Sermayenin devleti, batık şirketleri kurtarmadaki becerisini bir doğal afet sırasında gösterememiş, kurtarma çalışmalarında geç kalınmış, yardımlar koordine edilemediği gibi, devrimci-demokrat kurumlardan gelen yardımlar, siyasal hesaplarla engellenmiş, şirketlerin yaptığı sözde parasal desteklerler ise sanki onların kasasından çıkmış gibi yandaş medyada bir reklam ve şov kampanyasına dönüştürülmüştür. Oysa, şirketlerden gelen parasal fonlamaların vergi borçlarından düşürüldüğünü, hiçbir şirketin kasasından bu fonlamalar için tek bir kuruş bile çıkmadığını, bu şov ve reklam kampanyalarını örgütleyen yandaş medyanın kendisi de bilmektedir.

Evet, deprem, doğanın kendiliğinden bir hareketi olarak doğa tarihi için son derece normal bir olaydır. Ama depremlerde ölmek halk için kader değil, çarpık kapitalizmin halk için kefen rolü oynamasının bir sonucudur.

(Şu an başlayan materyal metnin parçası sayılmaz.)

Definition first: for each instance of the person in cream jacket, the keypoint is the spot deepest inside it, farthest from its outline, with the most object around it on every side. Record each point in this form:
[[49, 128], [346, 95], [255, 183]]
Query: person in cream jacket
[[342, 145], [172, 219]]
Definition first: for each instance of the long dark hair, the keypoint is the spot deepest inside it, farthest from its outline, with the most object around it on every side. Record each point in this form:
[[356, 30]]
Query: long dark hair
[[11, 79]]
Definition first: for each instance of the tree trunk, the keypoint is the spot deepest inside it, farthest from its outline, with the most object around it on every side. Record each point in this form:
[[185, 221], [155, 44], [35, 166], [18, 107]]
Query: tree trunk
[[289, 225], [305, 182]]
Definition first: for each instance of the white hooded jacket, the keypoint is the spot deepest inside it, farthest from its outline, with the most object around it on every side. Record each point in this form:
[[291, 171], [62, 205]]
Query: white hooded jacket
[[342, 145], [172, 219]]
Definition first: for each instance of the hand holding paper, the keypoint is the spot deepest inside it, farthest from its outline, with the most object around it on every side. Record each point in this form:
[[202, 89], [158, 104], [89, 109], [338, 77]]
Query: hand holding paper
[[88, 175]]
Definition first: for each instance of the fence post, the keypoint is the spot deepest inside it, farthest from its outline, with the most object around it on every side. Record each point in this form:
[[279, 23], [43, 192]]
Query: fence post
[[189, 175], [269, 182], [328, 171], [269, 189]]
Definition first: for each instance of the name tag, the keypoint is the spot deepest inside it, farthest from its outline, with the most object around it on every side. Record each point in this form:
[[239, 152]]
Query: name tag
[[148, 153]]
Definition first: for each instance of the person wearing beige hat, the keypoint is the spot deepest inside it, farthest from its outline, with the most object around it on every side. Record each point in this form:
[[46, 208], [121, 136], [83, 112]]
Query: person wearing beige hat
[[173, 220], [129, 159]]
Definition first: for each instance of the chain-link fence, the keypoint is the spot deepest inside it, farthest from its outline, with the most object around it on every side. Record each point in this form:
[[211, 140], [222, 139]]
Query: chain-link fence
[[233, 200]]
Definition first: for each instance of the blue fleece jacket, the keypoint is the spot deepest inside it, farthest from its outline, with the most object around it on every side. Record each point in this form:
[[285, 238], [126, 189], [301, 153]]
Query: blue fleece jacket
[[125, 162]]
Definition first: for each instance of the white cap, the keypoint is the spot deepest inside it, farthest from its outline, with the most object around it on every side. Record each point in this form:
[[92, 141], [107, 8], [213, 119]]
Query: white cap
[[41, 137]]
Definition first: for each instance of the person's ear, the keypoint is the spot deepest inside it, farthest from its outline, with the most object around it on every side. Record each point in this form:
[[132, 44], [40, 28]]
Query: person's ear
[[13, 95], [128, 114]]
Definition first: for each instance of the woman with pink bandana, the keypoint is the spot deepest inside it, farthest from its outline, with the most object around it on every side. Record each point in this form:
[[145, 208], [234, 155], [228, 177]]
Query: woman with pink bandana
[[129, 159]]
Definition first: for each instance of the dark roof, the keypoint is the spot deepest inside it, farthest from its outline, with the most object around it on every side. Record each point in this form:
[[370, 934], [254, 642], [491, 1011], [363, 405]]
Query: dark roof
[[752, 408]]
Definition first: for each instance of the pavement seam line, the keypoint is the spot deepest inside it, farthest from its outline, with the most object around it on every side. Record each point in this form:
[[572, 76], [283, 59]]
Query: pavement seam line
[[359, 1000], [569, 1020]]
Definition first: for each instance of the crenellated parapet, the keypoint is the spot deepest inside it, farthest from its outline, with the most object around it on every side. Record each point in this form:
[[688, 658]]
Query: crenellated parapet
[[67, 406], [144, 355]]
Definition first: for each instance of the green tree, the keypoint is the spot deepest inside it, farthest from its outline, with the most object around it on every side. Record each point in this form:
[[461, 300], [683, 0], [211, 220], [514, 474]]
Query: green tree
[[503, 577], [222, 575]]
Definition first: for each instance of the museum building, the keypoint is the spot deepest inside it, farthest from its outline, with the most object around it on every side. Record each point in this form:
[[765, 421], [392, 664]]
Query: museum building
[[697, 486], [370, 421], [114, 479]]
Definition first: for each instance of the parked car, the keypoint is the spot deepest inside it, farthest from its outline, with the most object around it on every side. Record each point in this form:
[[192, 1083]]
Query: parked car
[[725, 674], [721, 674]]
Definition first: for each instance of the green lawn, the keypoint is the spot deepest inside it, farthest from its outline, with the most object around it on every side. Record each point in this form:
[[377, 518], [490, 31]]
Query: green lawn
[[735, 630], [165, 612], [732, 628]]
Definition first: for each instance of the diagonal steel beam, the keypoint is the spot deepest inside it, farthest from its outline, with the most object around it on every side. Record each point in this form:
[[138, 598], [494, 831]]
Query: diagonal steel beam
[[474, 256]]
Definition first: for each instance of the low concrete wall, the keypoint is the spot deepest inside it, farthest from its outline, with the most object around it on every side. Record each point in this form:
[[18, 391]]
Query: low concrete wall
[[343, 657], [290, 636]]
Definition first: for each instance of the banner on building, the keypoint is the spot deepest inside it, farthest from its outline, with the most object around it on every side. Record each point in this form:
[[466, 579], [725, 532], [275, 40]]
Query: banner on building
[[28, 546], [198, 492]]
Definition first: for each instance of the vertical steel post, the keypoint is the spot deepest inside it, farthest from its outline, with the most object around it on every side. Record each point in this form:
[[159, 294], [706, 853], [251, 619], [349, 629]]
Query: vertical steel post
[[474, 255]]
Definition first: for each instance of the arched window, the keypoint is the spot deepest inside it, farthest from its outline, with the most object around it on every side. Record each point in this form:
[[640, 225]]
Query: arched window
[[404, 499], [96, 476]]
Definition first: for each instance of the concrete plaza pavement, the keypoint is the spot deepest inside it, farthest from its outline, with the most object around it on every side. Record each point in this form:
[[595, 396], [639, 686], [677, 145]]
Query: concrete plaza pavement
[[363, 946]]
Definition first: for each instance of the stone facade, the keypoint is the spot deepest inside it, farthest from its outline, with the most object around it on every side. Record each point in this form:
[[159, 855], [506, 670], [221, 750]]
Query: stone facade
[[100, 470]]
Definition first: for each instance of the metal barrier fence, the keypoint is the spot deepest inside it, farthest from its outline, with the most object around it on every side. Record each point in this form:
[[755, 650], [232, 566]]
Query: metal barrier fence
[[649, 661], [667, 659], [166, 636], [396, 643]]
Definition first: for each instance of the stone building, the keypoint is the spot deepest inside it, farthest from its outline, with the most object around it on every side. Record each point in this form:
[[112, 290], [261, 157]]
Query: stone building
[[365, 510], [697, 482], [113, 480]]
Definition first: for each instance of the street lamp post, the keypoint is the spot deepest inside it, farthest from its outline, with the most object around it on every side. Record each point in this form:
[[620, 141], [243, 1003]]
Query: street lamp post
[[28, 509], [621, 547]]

Devletzede halk, depremin 19. gününde dahi sağlık bakanlığı tarafından koordine edilmiş bir sağlık hizmetinden yoksunsa- ki Türk Tabipler Birliği 1700 gönüllü hekimle sağlık bakanlığına talepte bulunmasına rağmen bu talebe bir yanıt verilmemiştir – o zaman, kendi yarasını kendisi sarmalı ve sivil toplum örgütleriyle birlikte meslek örgütleri ve devrimci örgütlenmelerle dayanışma içinde deprem bölgesinde yaşamın sürdürülebilirliğini kendisi örgütlemelidir. Halkın yaşamıyla borsada oyun oynayanlara da yarasını sarmak yerine depremle ölüme “kader” diyen devlete de böyle şamar gibi bir yanıt tam da yerinde olacaktır. Sınıflara bölünmüş toplumda, halkın bu halleri yeni değildir, çok eskidir. Halk türkülerinde, umutlarını dillendirdiği kadar, dertlerini de dinlendirir ve geçmiş deneyimlerinden de bilir ki egemen sınıfların devleti onun yaralarını saramaz. Devletzede halk tarihe yayılmış bu ilişkiye artık yeter demeli ve ayağa kalkarak, yitirdiği canların, çektiği acıların hesabını sermayenin devletinden de sermayenin kendisinden de sormalı ve kendi yaralarını kendisi sarabilmelidir.